U.S. Torn over How to Handle Anti-Castro Crusader Luis Posada Carriles — a Cuban exile and a former CIA informant — is suspected of being involved in a 1997 hotel bombing in Havana. Critics said the U.S. is setting a terrorism double standard by harboring Posada, who is known as the Osama bin Laden of the Americas.
NPR logo U.S. Torn over How to Handle Anti-Castro Crusader

U.S. Torn over How to Handle Anti-Castro Crusader

FBI agents recently traveled to Havana to try to gather evidence about a 1997 hotel bombing in the Cuban capital that might be linked to Luis Posada Carriles — a Cuban exile and a former CIA informant.

Government sources say the unusual trip by FBI investigators was motivated by an investigation of Posada by a federal grand jury in New Jersey. Posada falls under the grand jury's jurisdiction because he is thought to be connected to two New Jersey men implicated in the 1997 bombing.

The 79-year-old Posada is the Leonard Zelig of U.S.-Cuban relations. It seems that wherever there have been turning points between Washington and Havana, Posada has been there. He is militantly opposed to Fidel Castro and has been trying to topple his regime — even trying to assassinate him — for more than 40 years. He was a Bay of Pigs veteran and a former CIA operative and, more recently, because of his anti-Castro activities, an international fugitive.

The Department of Justice has been torn about how to handle him. The Bush administration has been handling him with kid gloves, in part because of his past relationship with the U.S. intelligence community. He is also very popular in the influential Cuban-American community, which sees him as an anti-Castro crusader.

The convening of the grand jury in New Jersey and the administration's focus on fighting terrorism seems to have changed the tenor of the debate about Posada, government sources said. The administration seems less inclined to turn a blind eye to his militant activities, they said, and that is part of the reason FBI agents were sent to Havana to gather their own evidence on the Copacabana Hotel bombing.

"Up to now, there has been some question as to whether the U.S. government is serious about holding Posada accountable. The FBI going down to Havana looks like an indication of the Bush administration's seriousness," said Peter Kornbluh, the director of the Cuba Documentation Project at the National Security Archive. "If they actually indict Posada, that could be a turning point in the history of Cuba-U.S. relations."

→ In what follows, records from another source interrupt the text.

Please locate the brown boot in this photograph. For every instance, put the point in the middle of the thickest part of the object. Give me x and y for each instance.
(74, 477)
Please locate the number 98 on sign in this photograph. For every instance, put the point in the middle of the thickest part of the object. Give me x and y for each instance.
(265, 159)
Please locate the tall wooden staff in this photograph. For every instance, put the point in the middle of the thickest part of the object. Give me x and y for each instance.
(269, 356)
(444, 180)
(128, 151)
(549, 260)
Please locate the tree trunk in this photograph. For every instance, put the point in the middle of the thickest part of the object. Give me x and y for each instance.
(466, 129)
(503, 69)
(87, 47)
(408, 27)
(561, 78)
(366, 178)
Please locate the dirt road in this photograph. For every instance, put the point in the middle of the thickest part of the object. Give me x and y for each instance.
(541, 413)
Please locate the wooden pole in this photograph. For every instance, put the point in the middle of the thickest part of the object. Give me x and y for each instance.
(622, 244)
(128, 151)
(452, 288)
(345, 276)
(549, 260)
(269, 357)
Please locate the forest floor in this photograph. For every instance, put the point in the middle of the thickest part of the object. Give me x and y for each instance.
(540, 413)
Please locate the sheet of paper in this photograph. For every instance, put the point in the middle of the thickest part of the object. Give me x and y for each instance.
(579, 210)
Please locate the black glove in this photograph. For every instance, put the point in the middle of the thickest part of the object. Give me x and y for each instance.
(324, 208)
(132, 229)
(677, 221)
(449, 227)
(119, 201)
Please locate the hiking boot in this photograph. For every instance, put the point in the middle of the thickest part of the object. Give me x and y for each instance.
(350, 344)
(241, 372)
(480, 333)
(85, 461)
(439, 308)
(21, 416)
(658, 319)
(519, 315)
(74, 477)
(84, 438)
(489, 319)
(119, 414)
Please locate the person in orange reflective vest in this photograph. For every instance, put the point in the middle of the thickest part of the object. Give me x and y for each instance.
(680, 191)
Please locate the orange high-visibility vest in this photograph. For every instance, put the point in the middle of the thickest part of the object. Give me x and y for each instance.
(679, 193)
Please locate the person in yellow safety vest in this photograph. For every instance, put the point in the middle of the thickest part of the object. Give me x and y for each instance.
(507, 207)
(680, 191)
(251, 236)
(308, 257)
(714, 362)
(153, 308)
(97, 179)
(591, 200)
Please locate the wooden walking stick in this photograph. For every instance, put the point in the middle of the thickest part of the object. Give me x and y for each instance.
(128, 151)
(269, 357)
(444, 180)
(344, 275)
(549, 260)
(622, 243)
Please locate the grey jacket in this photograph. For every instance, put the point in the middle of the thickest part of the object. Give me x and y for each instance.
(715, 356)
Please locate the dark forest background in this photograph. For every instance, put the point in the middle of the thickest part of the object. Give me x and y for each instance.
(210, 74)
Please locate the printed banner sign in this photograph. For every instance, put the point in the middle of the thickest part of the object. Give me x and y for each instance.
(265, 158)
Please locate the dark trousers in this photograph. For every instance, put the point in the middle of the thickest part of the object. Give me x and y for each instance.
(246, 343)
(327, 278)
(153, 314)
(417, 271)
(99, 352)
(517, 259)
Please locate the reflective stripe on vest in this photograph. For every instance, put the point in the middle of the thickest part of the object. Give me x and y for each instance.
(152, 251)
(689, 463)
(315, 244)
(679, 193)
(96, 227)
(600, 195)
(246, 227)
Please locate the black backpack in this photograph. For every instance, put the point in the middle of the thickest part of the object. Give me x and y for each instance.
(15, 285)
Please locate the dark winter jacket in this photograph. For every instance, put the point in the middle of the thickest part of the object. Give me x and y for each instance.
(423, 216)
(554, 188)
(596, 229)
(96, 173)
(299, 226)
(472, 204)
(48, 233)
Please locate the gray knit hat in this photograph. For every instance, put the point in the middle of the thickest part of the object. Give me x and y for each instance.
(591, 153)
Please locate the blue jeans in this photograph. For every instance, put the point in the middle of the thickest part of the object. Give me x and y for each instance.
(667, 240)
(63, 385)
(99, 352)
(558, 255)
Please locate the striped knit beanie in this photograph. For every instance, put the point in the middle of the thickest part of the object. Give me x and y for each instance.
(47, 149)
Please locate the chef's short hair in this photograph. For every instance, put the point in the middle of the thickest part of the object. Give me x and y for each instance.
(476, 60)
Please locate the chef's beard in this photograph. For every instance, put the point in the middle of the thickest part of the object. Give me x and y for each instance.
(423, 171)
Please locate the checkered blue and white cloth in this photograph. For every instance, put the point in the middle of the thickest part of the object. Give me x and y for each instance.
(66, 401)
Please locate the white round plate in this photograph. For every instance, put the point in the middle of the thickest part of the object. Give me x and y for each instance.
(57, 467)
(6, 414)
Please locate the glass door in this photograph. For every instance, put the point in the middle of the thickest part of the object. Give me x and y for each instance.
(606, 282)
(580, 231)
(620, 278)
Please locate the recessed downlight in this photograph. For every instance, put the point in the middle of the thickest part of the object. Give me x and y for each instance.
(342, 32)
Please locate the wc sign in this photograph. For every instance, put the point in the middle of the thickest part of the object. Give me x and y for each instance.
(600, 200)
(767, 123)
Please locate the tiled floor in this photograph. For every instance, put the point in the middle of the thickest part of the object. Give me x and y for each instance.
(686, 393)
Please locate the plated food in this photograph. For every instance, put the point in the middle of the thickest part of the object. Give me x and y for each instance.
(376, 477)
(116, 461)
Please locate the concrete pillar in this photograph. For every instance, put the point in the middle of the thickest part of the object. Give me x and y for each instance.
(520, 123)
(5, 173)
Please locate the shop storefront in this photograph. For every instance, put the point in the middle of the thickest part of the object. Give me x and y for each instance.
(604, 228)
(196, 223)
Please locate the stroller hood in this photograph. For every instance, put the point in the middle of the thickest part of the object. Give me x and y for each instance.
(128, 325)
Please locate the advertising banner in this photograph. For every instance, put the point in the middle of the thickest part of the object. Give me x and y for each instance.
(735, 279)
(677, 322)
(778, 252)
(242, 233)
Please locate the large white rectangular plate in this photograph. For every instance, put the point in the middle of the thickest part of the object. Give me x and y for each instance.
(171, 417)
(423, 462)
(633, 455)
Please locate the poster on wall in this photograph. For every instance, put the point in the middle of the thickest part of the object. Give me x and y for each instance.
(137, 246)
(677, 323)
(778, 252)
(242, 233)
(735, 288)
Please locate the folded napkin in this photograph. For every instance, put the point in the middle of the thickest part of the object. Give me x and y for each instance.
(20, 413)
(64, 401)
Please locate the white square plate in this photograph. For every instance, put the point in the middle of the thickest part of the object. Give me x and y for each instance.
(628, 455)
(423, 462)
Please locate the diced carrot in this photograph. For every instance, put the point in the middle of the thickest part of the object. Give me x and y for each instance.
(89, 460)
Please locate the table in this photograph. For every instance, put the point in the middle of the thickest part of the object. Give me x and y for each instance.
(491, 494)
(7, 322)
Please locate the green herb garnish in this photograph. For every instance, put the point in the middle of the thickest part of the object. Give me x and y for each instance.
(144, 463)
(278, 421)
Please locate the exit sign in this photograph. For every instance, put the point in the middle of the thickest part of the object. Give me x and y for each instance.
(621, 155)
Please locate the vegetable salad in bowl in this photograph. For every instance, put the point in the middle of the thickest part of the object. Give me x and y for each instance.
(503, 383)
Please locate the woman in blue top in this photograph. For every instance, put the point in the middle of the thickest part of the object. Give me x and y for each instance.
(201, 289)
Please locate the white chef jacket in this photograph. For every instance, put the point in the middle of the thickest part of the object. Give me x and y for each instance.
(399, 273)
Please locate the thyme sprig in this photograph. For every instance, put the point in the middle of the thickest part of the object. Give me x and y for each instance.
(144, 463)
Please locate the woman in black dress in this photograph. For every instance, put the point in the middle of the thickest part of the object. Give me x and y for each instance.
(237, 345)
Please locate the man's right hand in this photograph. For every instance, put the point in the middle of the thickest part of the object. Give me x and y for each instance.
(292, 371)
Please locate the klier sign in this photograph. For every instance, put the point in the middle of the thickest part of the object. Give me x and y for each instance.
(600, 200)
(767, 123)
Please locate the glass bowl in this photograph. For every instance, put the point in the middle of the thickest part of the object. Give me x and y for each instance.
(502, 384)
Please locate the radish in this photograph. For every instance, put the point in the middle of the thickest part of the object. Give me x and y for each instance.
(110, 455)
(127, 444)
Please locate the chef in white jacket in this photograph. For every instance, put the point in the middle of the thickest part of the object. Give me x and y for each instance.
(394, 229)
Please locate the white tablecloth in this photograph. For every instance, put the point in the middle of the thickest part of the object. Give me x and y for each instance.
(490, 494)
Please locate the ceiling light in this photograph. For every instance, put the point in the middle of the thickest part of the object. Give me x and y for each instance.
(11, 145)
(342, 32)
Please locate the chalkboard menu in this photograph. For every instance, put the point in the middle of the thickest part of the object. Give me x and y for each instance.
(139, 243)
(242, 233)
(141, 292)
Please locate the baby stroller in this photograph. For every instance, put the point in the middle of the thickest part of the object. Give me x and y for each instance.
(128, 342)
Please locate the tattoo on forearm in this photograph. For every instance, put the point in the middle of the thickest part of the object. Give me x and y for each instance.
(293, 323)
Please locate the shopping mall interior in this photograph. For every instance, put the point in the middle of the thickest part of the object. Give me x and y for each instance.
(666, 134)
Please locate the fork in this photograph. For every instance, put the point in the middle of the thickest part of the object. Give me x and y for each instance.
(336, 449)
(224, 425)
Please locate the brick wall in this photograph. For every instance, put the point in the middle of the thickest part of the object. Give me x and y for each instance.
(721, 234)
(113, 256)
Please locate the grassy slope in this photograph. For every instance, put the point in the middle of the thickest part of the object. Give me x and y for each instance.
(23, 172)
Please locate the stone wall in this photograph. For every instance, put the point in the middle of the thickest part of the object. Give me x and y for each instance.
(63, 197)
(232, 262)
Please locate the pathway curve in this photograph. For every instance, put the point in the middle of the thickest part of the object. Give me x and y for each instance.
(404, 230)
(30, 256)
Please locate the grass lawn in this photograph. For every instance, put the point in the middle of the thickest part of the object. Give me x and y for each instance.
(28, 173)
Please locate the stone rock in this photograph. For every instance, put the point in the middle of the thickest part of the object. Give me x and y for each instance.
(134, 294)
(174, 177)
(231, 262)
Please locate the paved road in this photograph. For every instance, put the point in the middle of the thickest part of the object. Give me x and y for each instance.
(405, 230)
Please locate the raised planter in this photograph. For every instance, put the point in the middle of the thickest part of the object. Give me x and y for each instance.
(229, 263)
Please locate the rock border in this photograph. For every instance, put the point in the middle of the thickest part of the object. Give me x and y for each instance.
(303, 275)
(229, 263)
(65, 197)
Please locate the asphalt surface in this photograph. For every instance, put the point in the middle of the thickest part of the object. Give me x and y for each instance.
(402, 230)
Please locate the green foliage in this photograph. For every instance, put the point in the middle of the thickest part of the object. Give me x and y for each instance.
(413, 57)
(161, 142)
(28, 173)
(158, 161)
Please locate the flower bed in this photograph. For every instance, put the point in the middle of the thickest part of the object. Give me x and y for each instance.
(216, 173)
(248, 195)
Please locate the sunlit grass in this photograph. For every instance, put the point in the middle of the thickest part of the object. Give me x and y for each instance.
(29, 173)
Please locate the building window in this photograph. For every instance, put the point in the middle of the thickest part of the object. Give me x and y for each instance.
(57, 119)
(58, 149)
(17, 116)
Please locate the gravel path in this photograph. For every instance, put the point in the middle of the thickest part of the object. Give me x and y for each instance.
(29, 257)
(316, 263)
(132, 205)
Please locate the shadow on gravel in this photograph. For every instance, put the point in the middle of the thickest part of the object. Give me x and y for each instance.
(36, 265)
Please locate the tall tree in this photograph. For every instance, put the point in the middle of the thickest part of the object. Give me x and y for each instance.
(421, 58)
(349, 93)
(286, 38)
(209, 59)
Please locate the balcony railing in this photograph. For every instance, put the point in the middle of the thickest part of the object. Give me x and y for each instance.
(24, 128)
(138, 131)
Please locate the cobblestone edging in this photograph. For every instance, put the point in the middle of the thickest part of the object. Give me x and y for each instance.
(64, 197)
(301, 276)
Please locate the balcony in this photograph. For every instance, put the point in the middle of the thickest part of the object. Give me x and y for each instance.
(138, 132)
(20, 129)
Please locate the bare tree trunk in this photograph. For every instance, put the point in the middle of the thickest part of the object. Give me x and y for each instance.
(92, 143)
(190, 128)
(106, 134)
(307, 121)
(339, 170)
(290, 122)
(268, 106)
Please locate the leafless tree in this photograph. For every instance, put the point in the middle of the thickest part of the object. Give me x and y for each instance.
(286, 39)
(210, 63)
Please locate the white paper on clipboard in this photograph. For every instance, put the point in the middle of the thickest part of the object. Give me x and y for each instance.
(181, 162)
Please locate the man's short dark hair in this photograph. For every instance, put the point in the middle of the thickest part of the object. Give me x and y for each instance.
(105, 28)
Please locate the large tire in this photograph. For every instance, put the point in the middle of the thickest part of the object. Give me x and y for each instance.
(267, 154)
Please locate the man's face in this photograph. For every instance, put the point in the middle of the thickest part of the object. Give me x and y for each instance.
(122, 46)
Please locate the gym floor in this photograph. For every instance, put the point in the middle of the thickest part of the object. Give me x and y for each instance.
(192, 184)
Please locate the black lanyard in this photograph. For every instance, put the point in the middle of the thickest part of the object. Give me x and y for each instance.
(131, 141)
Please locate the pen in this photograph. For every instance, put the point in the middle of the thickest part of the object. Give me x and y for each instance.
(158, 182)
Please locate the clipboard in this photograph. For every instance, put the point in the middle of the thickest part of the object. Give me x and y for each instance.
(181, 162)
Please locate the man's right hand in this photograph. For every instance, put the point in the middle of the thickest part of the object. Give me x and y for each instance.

The past couple of weeks have brought a newfound focus on Posada. He had been in U.S. custody since 2005 in connection with alleged immigration violations. Two weeks ago, a judge released him and put him under house arrest while he awaits an immigration hearing May 11 in Texas.

Posada's house arrest brought a host of perception problems to the doorstep of the White House. Posada has actually admitted to being part of a number of violent acts targeting the Castro regime, yet the Bush administration has stopped short of calling him a terrorist. Critics said the U.S is setting a terrorism double standard. How can they claim to be against terrorism if they are harboring Posada, who is known as the Osama bin Laden of the Americas?

Whatever happens at Posada's immigration hearing, the administration wants to be in a position to say it is serious about indicting Posada on more-severe charges. Sending FBI agents to Havana to investigate his potential role in the hotel bombing allows them to do just that. Government officials said the investigation isn't over. The FBI and the Department of Justice aren't talking about any of this publicly, and probably won't break their silence until they think they have enough to charge Posada.